メールに関係する基礎技術としてお話をするのは、次の項目です。

  1. SMTP
  2. MIME
  3. POP3
  4. IMAP(IMAP4)
  5. SMTPs/POP3s/IMAP4s
  6. S/MIME
  7. OP25B
  8. SPF
  9. Domain Keys

次のような順番で話をする予定です。

SMTPs/POP3s/IMAP4s

SMTPs/POPs/IMAPsの”s”は、「over SSL」を略したものです。
SMTPPOPIMAPは、メール本文に対する暗号化機能を持っていないため、盗聴される危険性があります。
このため、SSLを用いた通信を行い、盗聴を防止しようという規定です。
SSLが暗号化して通信を行うので、SMTPやPOP3、IMAP4の通信内容は変わりません。

S/MIME

“S/MIME”の”S/”は、「Secure」を略したものです。
MIMEの本文を暗号化します。

OP25B

ISP(インターネットプロバイダー)がISPが管理していない外部のメールサーバへの送信を遮断する方法です。

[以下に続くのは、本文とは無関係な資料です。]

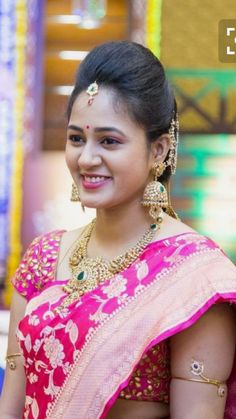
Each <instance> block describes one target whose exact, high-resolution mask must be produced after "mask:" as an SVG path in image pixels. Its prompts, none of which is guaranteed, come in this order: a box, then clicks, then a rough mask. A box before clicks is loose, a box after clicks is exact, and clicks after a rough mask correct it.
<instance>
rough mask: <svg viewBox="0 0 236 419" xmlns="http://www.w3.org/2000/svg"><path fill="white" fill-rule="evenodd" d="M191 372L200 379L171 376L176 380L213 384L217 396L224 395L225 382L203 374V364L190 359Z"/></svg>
mask: <svg viewBox="0 0 236 419" xmlns="http://www.w3.org/2000/svg"><path fill="white" fill-rule="evenodd" d="M190 371H191V373H192V374H194V375H197V376H199V377H201V380H200V379H199V378H183V377H172V378H175V379H177V380H184V381H194V382H196V383H203V384H213V385H214V386H217V388H218V390H217V394H218V396H219V397H224V396H225V395H226V382H225V381H218V380H215V379H213V378H208V377H206V376H205V375H203V372H204V364H203V363H202V362H199V361H195V360H194V361H192V364H191V369H190Z"/></svg>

OP25Bは、「外部の25番ポートを遮断する」という意味の「Outbound Port 25 Block」の頭文字をとっています。
OP25BのP25は、メール送信に用いるSMTPが25番ポートを利用することから来ています。
25番ポートを遮断することにより、外部のメールサーバーへの送信が遮断されます。

このOP25Bは、主として、迷惑メール対策として利用されています。

SPF

SPFは、「Sender Policy Framework」の頭文字をとっています。
IPアドレスで検証します。

このSPFも、主として、迷惑メール対策として利用されています。
迷惑メールでは、SMTPでメール送信する時に、送信元のメールサーバのドメイン名を偽ることがあります。
これは、どこから送信したかわからなくするために行われます。
その対策として、考えられたのが、このSPFです。
送信元のIPアドレスと、ドメイン名のDNS検索の結果を比較して、異なっている場合には、転送しないようにします。

Domain Keys

Domain Keysは、以下の順番で電子署名で検証します。

  1. 送信メールサーバは、秘密鍵で暗号化したメールを送信
  2. 受信メールサーバは、受信したメールのドメイン(送信DNS)へ送信メールサーバの公開鍵を依頼
  3. ドメイン(送信DNS)は、公開鍵を受信メールサーバに送信
  4. 受信メールサーバは、公開鍵で受信した暗号化メールを検証

送信したメールサーバを検証することで、異なっている場合には、転送しないようにします。
送信したメールサーバを検証できればよいので、PKIのように第三者機関は必要なく、プライベートCAで発行した証明書が利用される場合もあります。